Remodeling an Attic
Keeping Cool This Summer
I am very interested in knowing what is a "bad" temperature for my attic. What should be the difference between outside/inside temperature of an attic on a summer day versus a winter day? Should there be a difference between a 78-degree day and a 98-degree day?
I have recently added a ridge vent to my roof and have also been taking temperature readings. I hit 130 degrees in my attic when the outside temperature was 83 degrees. Is this good? What's good? Any help in this matter would be greatly appreciated.
JB from Brown Deer, WI
I wouldn't get too obsessed over the temperature readings. Colder is better, but 130 degrees is not really that hot in that typical roofing materials can stand much higher temperatures. According to the Building Science Corporation at www.buildingscience.com, a Boston-based architecture and building science consulting firm, the maximum acceptable temperature of an enclosed attic space near the sheathing is about 180 degrees. They have done much of their testing in Las Vegas and Phoenix, where conditions are the worst, and 150-degree attic temperatures are common.
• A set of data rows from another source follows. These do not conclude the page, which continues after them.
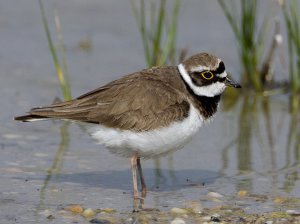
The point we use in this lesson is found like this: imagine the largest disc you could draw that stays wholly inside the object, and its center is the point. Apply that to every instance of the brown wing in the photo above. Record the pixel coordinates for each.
(139, 102)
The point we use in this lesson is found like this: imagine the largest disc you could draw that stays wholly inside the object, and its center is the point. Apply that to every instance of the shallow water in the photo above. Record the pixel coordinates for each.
(252, 144)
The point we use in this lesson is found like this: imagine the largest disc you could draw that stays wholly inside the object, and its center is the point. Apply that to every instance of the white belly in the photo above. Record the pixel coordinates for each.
(150, 143)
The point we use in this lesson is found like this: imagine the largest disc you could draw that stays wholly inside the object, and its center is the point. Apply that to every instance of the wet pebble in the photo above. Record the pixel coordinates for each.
(179, 211)
(100, 221)
(242, 193)
(50, 217)
(88, 213)
(215, 195)
(178, 221)
(105, 210)
(215, 218)
(75, 208)
(293, 212)
(194, 206)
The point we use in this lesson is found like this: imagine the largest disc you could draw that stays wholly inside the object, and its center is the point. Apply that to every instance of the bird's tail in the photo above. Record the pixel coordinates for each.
(30, 117)
(59, 110)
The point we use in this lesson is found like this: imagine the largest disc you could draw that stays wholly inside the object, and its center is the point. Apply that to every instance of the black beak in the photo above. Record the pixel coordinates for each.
(229, 82)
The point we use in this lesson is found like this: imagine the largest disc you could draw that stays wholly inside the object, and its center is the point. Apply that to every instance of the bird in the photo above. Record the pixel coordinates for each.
(147, 113)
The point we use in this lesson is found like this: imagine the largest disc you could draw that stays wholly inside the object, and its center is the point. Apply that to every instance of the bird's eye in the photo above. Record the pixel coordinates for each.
(207, 75)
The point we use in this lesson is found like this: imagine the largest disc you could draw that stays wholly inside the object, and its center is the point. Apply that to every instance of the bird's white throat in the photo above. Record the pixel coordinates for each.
(210, 90)
(150, 143)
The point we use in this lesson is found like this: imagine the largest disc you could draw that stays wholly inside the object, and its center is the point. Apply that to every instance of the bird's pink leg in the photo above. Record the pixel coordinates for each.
(143, 183)
(133, 160)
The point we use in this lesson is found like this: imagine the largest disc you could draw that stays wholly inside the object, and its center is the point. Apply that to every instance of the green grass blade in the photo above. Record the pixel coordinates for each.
(60, 74)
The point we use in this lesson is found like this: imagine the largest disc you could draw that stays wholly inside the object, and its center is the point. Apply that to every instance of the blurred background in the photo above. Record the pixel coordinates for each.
(249, 154)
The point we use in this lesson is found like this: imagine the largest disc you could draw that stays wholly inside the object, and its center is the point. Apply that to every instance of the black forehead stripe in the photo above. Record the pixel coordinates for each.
(220, 69)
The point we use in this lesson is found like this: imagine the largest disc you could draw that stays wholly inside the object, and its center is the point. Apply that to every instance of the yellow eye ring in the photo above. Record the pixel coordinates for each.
(207, 75)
It's also been found that roofing design and materials have more effect on attic temperature than ventilation. Metal roofs reflect more heat than asphalt roofs, lowering temperatures, and lighter colored asphalt also lowers attic temperatures. Ventilation is important to give moisture within the attic a way to escape. Though most newer homes have extensive vapor barriers to keep living space moisture from getting into the attic, leakage around recessed light fixtures and bathroom vents still allow some moisture to enter the attic. This is not very destructive in the hot seasons, but can cause problems during winter freeze-thaw cycles when this moisture condenses on nails and other metal structures within the attic space.
For most homes, the biggest concern is the effect of attic temperature on living space comfort. The consensus seems to be that if you have the maximum amount of insulation in your attic floor (for your area), lowering the temperature of the attic by 10 or even 20 degrees will have a minimal if any impact of actual heating and cooling costs.